Nuestros Padres Se Separan.

Últimamente estoy recibiendo consultas muy parecidas tanto a través del Blog como telefónicamente. La consulta no la realizan los protagonistas del conflicto matrimonial sino los hijos de la pareja, que por supuesto no son menores de edad pero manifiestan la preocupación por la inminente ruptura de sus padres, pero sobre todo por la situación en la que puedan quedar sus madres.

El perfil de esas situaciones suele tener en común los siguientes puntos:

• matrimonios que tras toda una vida se encuentran ya en edad de jubilación o al borde de la misma (entre los 60 ó 70 años de edad);

• la mujer nunca, o apenas ha trabajado. Siempre se ha ocupado de las tareas domésticas y del cuidado de los hijos sin que tenga derecho a prestación alguna al llegar a esta edad;

• normalmente existe un inmueble en común que es en el que convive el matrimonio, y los hijos ya son mayores de edad y tienen sus vidas independientes;

• el marido llega a la jubilación con una pensión de entre 1.500 y 2.000 euros.

Y claro. NO SE AGUANTAN. Se quieren divorciar. Y la gran pregunta: ¿Qué pasará con mamá? ¿Tendrá derecho a una pensión compensatoria? ¿Quedará desamparada? ¿Qué pasará con el piso?

Siempre digo que es aventurado hacer valoraciones generales de los supuestos. Cada caso concreto debe ser analizado según sus particularidades. Pero si que puede afirmarse que las mujeres en estas circunstancias, y como no podría ser de otra manera, tendrán derecho a una pensión compensatoria.
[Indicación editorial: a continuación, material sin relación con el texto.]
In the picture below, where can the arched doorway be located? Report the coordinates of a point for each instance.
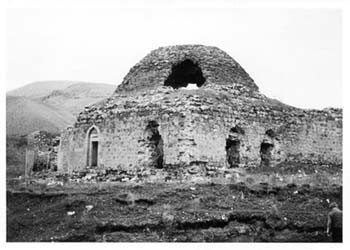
(184, 73)
(93, 144)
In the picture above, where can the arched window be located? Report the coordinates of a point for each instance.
(266, 153)
(184, 73)
(93, 141)
(154, 143)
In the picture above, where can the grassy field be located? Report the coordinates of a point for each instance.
(242, 207)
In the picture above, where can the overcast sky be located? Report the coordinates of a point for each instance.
(293, 55)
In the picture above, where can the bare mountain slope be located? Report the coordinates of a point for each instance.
(76, 96)
(24, 115)
(50, 106)
(39, 89)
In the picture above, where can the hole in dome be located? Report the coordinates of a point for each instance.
(186, 74)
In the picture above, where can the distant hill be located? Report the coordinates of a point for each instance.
(24, 115)
(76, 96)
(39, 89)
(50, 106)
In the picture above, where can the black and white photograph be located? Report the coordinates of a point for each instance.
(173, 122)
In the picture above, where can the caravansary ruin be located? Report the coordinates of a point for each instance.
(194, 105)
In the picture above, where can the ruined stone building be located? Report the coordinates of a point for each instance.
(191, 104)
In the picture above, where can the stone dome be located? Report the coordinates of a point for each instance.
(180, 65)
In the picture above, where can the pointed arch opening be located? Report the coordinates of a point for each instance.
(185, 73)
(154, 143)
(266, 153)
(93, 147)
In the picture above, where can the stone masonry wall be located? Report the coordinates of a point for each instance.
(194, 127)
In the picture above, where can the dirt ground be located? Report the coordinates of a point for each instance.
(169, 212)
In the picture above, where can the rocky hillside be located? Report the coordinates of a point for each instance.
(50, 106)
Tras una vida dedicada al cuidado del hogar, de los hijos, y de no haber cotizado lo suficiente siquiera para una mínima pensión al llegar a la edad de jubilación, y sobre todo si se tiene en cuenta que las perspectivas de obtener ingresos a esas edades son nulas salvo circunstancias excepcionales. El importe de esa pensión irá en función de las posibilidades del marido y las necesidades de la mujer, y lo más adecuado será buscar un equilibrio para que ambos salgan lo mejor parados posible.

En cuanto al inmueble, cualquiera de los dos tendrá derecho a adjudicárselo, o a solicitar su división. Es decir, a nadie se le puede obligar a seguir siendo copropietario de algo sino quiere, y si no se divide la propiedad de forma voluntaria un juez obligará a hacerlo, puede que mediante subasta.

Si finalmente se decide mantener la propiedad en común del inmueble, lo más lógico sería que el uso se lo quedase la señora, dado que el señor es el que tiene capacidad económica para procurarse otra vivienda, aunque sea de alquiler. Pero si tiene la voluntad de atribuirse el uso del inmueble, puede hacerlo ampliando el importe de la pensión compensatoria en la cantidad suficiente para que la señora pueda procurarse una vivienda de alquiler.

En cualquier caso, lo mejor sería convencer a ambos, sobre todo al marido, de la conveniencia de llegar a un acuerdo para solucionarlo todo, teniendo en cuenta que será inevitable que deba pagar esa pensión compensatoria. Es mucho mejor encontrar la solución más ajustada y equilibrada conociendo las reales circunstancias del caso concreto como sólo ellos las conocen, que dejarlo todo en manos de un Juez, al que por mucha información que se le de nunca podrá aproximarse tanto a la realidad de las circunstancias para decidir.